When Get Rich or Die Trying came out it felt like the most cynical extrapolation of what you’re describing.


Billy Woods: It’s interesting to look at that period of commercial rap with perspective. The two-thousands were strange. A lot of things that were popular at the time didn’t have any staying power, like no one would even fuck with that nostalgically now. There was that whole period were everyone rapped like Jadakiss. I mean he’s good rapper but… I don’t know, it was strange.


There’s a lot of talk of Backwoodz being the heir to Def Jux.


Billy Woods: I think that’s because New York hasn’t been rap’s epicenter for a long time. There have been a lot of intervening scenes. There was a time when Das Racist, Lakutis – those guys had a moment, like a lot of groups. But there wasn’t a certain artist to coalesce around.

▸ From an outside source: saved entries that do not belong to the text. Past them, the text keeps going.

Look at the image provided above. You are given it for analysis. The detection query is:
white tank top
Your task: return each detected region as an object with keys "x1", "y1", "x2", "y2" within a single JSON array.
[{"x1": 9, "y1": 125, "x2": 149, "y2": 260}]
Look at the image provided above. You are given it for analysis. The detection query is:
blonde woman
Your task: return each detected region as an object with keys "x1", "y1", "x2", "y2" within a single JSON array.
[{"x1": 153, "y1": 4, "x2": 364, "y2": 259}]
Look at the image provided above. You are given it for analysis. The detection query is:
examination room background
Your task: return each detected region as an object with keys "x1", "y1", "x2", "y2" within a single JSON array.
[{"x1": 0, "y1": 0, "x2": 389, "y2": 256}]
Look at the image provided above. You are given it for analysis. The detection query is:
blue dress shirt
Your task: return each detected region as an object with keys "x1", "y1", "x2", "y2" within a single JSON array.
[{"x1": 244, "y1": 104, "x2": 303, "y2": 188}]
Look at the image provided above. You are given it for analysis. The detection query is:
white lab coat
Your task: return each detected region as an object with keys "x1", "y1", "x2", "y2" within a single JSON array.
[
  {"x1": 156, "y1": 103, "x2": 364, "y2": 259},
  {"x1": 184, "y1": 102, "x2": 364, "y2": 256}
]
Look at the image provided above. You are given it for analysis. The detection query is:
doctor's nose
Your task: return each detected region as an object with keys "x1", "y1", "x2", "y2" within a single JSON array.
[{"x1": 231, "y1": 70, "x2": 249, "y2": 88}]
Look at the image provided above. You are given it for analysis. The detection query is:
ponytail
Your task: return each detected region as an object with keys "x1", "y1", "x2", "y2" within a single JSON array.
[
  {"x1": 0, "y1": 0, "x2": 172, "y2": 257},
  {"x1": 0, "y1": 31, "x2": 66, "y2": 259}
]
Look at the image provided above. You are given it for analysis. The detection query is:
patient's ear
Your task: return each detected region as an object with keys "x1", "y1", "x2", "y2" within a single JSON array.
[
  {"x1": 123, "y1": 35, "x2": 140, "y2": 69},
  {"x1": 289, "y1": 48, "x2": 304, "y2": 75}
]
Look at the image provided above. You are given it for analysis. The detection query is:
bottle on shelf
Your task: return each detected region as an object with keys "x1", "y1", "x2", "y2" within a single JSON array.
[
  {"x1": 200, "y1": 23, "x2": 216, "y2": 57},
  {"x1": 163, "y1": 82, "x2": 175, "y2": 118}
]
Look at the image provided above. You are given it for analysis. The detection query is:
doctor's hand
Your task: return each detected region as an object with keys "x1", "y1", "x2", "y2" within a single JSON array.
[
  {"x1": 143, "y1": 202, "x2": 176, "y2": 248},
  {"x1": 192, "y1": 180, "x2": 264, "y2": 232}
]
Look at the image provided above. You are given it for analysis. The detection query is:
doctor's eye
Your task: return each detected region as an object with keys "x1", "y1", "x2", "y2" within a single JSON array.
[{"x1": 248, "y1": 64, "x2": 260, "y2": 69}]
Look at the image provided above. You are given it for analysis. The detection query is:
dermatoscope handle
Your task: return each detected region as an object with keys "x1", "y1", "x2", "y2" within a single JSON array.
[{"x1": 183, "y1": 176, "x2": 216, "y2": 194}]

There wasn’t like a particular marker and nobody was going to write an article and be like Armand Hammer comes in the wake of xyz artist because that scene didn’t have an easily identifiable hook for a writer to refer to. But in between Def Jux and now there have definitely been various hip-hop scenes that have had a moment in the sun in New York. But I’m loathe to say that this is a marker of the scene now because people will be like this new group harkens back to the days of Def Jux. I definitely feel there has been a strong scene in which I’m operating that included other groups like Uncommon Music, Ka, Mach Hommy… but I don’t know.

I couldn’t say where Backwoodz is in the wider hip-hop world. Is it possible for an indie label today to progress to the level of say a Stones Throw? I’m not sure. When we started we spent a long time trying to position ourselves in ways that are mostly irrelevant now because of the state of the music industry. My goal is to be a reliable wellspring of creative energies.


That acceptance of defeat we talked about is all over this record. Lines like “we lost and I can’t see doing it over” or “every victory’s pyrrhic” and the next album is called “Hiding Places”.


Billy Woods: It’s funny because at first, I had one thing in mind. You wonder if life imitates art or if it affects it – I’m not sure. But I did have one thing in mind that became something else, because your life is happening and you react to it.

There is hopelessness in my work but there are competing ideas. I mean it’s funny too. And there is a hard-won pragmatism – like you lost but like hope in a hopeless situation. Acceptance of loss – you aren’t going to be a professional athlete, you aren’t going to get back together with that person, those things aren’t coming back – I’m really interested in that. Like a refusal to become less than human and a warning of what happens when you forget what makes you a human being.